On Monday the Commissioner was expected to approve a proposal under which it would reimburse RED Development up to $3.5 million toward the cost of constructing a street through the courtyard of the shopping center on Jefferson Boulevard just west of downtown. The money would be generated by taxes collected in the area and would also pay for drainage improvements on the 66-acre property.
Kansas-based RED bought Jefferson Pointe last year and in September asked the Fort Wayne Plan Commission for permission to add the street to improve access and nearby parking for shops and to “create a more vibrant downtown feel.” But the request was delayed then finally withdrawn in January in order to provide more “time to reach an agreement on funding sources and finalize plans.” Plans for the road were refiled with the Plan Commission this month.
Construction is expected to begin this year, and Redevelopment Director Nancy Townsend said repayment of the $3.5 million would occur over three years.
Sweetwater Sound last year announced plans for an $83 million expansion expected to create 1,000 jobs on its U.S. 30 campus west of town. Townsend the commission will consider extending an oversized water main into the Sweetwater property and beyond it to the west, serving not only Sweetwater’s needs but enabling future growth in the area. Allen County is also set to pay about $175,000 for removal of a hill on nearby Kroemer Road, improving access and safety near the facility. The city’s Sweetwater improvements will also be reimbursed through tax generated in the area.

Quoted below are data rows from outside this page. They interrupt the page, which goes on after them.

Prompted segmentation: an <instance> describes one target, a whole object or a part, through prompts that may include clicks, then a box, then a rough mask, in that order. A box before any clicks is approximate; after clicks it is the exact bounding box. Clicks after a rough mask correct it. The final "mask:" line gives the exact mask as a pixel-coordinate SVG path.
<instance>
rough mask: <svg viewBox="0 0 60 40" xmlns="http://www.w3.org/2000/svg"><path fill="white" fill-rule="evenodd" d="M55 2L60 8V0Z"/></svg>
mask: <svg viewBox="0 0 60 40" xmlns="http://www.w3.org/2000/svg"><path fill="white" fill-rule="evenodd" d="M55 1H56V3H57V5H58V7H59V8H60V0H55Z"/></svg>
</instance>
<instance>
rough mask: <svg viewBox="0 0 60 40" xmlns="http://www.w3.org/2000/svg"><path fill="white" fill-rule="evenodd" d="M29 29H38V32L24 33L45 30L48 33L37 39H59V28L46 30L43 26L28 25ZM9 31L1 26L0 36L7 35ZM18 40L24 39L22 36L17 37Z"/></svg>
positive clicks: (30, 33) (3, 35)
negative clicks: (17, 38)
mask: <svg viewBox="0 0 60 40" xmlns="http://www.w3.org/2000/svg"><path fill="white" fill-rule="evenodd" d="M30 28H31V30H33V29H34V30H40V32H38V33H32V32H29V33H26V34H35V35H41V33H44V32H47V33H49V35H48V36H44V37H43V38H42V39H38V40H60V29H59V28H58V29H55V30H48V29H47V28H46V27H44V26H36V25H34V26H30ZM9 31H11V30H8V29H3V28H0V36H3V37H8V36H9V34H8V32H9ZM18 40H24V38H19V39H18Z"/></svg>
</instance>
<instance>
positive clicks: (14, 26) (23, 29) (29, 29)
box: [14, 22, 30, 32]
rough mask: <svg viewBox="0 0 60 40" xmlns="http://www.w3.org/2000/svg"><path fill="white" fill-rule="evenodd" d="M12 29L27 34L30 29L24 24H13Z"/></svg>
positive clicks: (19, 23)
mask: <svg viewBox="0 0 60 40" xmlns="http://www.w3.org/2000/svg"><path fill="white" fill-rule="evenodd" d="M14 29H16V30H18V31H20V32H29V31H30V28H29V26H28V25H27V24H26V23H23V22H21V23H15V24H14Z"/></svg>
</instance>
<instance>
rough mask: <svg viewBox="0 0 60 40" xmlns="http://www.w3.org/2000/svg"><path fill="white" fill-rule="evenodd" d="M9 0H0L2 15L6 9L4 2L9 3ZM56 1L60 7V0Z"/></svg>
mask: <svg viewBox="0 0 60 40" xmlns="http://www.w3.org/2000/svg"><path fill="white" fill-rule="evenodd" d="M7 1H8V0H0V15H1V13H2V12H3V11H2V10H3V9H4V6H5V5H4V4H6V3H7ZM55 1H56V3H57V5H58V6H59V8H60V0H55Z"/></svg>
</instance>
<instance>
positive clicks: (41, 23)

Also Monday, the commission was set to consider streetscape improvements to Calhoun and Harrison streets downtown at a combined cost of about $580,000. The Harrison Street section would include the initial section of a proposed 10-foot “urban trail” that eventually could extend as far south as the Citilink bus terminal and Electric Works campus, as far north as the so-called “North River” site and east to Lafayette Street and the arts campus, with access to more-traditional suburban and rural trails via connections to the Rivergreenway. The proposal is modeled in part on the eight-mile, $63 million Indianapolis Cultural Trail that opened in 2012.